Nosotros de jóvenes (más jóvenes, si cabe) bailábamos mucho cuando salíamos los fines de semana. Recuerdo salas de baile en Santa Cruz y La Laguna (el King, el A-gogó, Las Mimosas...), pero también los guateques en las azoteas de amigos o las verbenas en los pueblos de veraneo. ¿Se ha perdido eso? Nosotros lo pasábamos pipa y la cosa no se limitaba a un chundachunda.

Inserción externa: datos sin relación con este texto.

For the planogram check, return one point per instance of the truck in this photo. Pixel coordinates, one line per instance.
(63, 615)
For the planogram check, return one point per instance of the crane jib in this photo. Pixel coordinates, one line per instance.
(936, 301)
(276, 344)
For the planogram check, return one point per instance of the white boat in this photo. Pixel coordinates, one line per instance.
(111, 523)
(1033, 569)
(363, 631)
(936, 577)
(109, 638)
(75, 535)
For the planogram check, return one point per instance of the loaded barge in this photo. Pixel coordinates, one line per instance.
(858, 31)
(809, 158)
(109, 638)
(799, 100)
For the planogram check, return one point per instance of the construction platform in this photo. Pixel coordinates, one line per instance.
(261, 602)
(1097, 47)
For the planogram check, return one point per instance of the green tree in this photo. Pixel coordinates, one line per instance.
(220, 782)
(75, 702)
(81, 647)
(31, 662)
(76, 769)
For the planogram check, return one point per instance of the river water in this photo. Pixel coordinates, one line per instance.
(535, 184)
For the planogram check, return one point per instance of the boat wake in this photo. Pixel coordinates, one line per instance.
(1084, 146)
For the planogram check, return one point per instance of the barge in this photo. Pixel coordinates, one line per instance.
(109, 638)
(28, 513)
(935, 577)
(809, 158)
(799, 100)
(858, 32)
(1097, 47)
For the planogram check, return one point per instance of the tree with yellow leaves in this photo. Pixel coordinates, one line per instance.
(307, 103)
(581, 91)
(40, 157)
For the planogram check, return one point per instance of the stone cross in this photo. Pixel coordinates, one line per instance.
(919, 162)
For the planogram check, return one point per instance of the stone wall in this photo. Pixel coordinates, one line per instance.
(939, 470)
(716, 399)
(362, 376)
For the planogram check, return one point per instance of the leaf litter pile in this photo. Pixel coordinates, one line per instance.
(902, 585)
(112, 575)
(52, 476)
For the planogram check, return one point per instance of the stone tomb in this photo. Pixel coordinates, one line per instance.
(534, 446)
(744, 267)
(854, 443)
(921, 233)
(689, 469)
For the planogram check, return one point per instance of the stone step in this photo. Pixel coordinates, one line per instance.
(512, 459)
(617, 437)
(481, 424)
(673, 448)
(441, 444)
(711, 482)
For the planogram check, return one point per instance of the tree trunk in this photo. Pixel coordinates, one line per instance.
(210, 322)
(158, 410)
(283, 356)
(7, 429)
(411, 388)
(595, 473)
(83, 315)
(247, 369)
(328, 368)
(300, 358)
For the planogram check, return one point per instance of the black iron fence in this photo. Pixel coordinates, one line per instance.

Estaba el baile clásico "agarrado" en el que bailabas, hablabas y, si te gustaba la pareja, ligabas; después había bailes tribales y conjuntados (como el madison, por ejemplo), que era como si estuviéramos haciendo la tabla de gimnasia del colegio: 3 pasos a la derecha, 3 pasos a la izquierda, rodilla arriba, rodilla abajo...; y luego estaban los que más nos gustaban, el rock and roll y el inolvidable Let's twist again de Chubby Checker (que hasta Javier Marías, tan serio él, creo que llegó a bailarlo), en los que nos contorsionábamos, nos agachábamos y hasta saltábamos. Nada que ver con la noche del sábado.
¿Por qué bailamos? ¿Por qué, de todos los animales, somos los únicos que movemos el esqueleto al ritmo de una música? En un viaje que hicimos a Croacia, una noche tocaba un grupo en la Plaza Principal de Dubrovnik y fue tanto el entusiasmo y el seguir el ritmo de todos los españoles del viaje, que rápidamente se contagió a toda la plaza que, hasta ese momento, seguían tan serios el concierto. Tenemos una foto de uno de los nuestros bailando con una japonesa que no paraba de reírse, mientras el resto hacía una especie de conga alrededor.
Hay investigadores (por ejemplo, Lawrence Parsons, profesor de Neurociencia cognitiva en el Departamento de Psicología de la Universidad de Sheffield) que estudian el cerebro cuando bailamos, cantamos o seguimos un ritmo. Por ellos sabemos hoy que el baile tiene raíces genéticas, que produce un grado de cohesión social que nos ayuda a sobrevivir y que, si sabemos danzar y entonar canciones, vivimos más.
Así que no lo duden: a pesar de lumbagos, juanetes y achaques, el baile ha resultado ser una vitamina vital. Y lo mejor de todo es que esas rítmicas coreografías que nos montamos cuando no hacemos caso de las tristezas ni del qué dirán, no solo son buenas para estar en forma sino también nos hacen más felices. Y después... ¡que nos quiten lo bailado!